Les mines de l’avenir

Les minerais de l’espace pourraient être accessibles dès 2020.

Les entreprises Planetary Resources et Deep Space Industries estiment pouvoir commencer ses activités sur des astéroïdes d'ici 2020. (Photo: Planetary Resources)
Les entreprises Planetary Resources et Deep Space Industries estiment pouvoir commencer leurs activités sur des astéroïdes au tournant de la décennie. (Photo: Planetary Resources)

Les États-Unis viennent d’autoriser l’exploitation des ressources minières enfouies dans les astéroïdes.

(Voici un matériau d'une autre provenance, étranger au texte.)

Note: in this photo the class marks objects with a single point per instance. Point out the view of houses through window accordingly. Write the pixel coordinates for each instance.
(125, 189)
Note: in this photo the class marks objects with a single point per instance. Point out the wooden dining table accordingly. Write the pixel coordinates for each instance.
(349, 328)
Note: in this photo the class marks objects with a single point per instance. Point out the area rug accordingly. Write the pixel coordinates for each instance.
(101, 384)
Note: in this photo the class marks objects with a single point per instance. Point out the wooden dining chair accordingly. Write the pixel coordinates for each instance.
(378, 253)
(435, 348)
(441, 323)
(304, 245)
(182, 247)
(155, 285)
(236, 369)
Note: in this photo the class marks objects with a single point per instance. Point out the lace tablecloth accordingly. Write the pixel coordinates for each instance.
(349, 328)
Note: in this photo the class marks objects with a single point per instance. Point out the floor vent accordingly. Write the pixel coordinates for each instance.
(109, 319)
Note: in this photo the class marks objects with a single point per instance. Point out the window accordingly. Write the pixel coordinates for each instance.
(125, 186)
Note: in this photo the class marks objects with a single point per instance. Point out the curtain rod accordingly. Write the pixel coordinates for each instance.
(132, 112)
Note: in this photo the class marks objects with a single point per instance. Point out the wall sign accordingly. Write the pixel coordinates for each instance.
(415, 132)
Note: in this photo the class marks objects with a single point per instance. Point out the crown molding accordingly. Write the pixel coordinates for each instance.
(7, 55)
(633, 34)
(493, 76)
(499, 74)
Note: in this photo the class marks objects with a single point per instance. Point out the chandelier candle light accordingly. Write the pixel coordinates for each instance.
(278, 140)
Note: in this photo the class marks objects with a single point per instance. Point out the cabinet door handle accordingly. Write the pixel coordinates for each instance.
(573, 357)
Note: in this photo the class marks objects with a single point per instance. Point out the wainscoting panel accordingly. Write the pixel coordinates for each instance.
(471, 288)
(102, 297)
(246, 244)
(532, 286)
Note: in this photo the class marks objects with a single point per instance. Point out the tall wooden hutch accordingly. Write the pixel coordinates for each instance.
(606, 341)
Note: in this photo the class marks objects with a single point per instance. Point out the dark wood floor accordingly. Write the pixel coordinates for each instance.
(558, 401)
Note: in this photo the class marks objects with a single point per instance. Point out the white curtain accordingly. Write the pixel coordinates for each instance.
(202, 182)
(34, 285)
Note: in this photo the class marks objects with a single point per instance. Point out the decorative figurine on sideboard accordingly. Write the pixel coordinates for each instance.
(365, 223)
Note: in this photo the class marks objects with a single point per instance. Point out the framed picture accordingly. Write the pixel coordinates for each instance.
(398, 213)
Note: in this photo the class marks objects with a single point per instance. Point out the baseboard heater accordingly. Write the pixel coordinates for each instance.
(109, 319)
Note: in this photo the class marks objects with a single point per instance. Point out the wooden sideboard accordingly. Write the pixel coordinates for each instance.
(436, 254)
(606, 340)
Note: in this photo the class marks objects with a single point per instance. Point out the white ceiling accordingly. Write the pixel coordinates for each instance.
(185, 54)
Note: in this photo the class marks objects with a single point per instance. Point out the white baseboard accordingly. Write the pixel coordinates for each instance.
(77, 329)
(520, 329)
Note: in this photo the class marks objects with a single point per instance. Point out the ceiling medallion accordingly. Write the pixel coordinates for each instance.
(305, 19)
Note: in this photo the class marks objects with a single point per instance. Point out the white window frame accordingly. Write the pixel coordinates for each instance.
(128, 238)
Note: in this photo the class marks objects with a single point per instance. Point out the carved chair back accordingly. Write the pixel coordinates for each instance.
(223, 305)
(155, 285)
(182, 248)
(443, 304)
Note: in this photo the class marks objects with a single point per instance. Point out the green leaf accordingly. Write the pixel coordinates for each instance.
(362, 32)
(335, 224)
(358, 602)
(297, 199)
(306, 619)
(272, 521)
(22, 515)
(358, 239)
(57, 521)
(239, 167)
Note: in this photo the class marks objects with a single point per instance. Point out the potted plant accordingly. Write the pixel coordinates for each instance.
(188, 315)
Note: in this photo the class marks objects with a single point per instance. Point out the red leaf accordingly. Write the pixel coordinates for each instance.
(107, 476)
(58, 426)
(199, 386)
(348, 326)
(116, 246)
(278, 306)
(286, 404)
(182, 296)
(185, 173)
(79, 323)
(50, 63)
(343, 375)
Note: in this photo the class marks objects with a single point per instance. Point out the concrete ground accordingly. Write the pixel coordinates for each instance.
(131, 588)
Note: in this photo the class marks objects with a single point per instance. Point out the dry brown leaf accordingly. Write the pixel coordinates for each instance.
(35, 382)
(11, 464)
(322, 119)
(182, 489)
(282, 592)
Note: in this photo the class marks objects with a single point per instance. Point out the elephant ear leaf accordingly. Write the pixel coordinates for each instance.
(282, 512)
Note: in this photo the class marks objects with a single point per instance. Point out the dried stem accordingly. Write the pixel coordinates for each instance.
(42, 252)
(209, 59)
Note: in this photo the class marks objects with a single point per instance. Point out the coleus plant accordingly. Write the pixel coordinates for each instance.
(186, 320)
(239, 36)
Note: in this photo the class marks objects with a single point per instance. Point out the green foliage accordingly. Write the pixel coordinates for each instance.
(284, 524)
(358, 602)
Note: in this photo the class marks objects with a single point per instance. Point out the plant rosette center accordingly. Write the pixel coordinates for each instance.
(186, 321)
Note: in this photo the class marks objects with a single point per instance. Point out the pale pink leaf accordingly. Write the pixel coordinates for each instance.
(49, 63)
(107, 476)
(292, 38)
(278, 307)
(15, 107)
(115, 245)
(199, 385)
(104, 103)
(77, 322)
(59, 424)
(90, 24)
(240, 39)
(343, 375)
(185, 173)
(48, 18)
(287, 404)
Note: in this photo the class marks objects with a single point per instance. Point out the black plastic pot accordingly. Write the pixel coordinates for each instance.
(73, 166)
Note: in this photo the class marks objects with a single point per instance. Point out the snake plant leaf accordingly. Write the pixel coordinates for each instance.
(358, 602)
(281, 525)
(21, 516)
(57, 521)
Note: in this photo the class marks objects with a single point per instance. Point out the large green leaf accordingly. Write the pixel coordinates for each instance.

Mais avant d’aller forer ces objets rocheux qui gravitent autour du Soleil, de nombreux défis restent à relever : concevoir un vaisseau spatial capable de «capturer» un astéroïde et de le ramener dans l’orbite terrestre, trouver les «bons» astéroïdes, puis mettre au point une façon d’en extraire le minerai et de le transporter jusque sur Terre. Une affaire de plusieurs milliards de dollars. Planetary Resources et Deep Space Industries, deux entreprises américaines spécialisées dans la prospection minière spatiale, croient être en mesure d’aller prélever des échantillons d’astéroïdes d’ici 2020.


À lire aussi:

Le Chili, nouvelle porte des étoiles


À moins que l’ONU ne freine leur ardeur : le traité de l’espace, ratifié en 1967 par les grandes économies du monde, interdit à une nation de s’arroger des ressources stellaires. Des experts estiment qu’il pourrait avoir préséance sur la loi américaine. Par le passé, ce traité n’a toutefois pas empêché les États-Unis et la Russie de déclarer que les roches lunaires ramenées sur Terre leur appartenaient et d’en disposer à leur guise…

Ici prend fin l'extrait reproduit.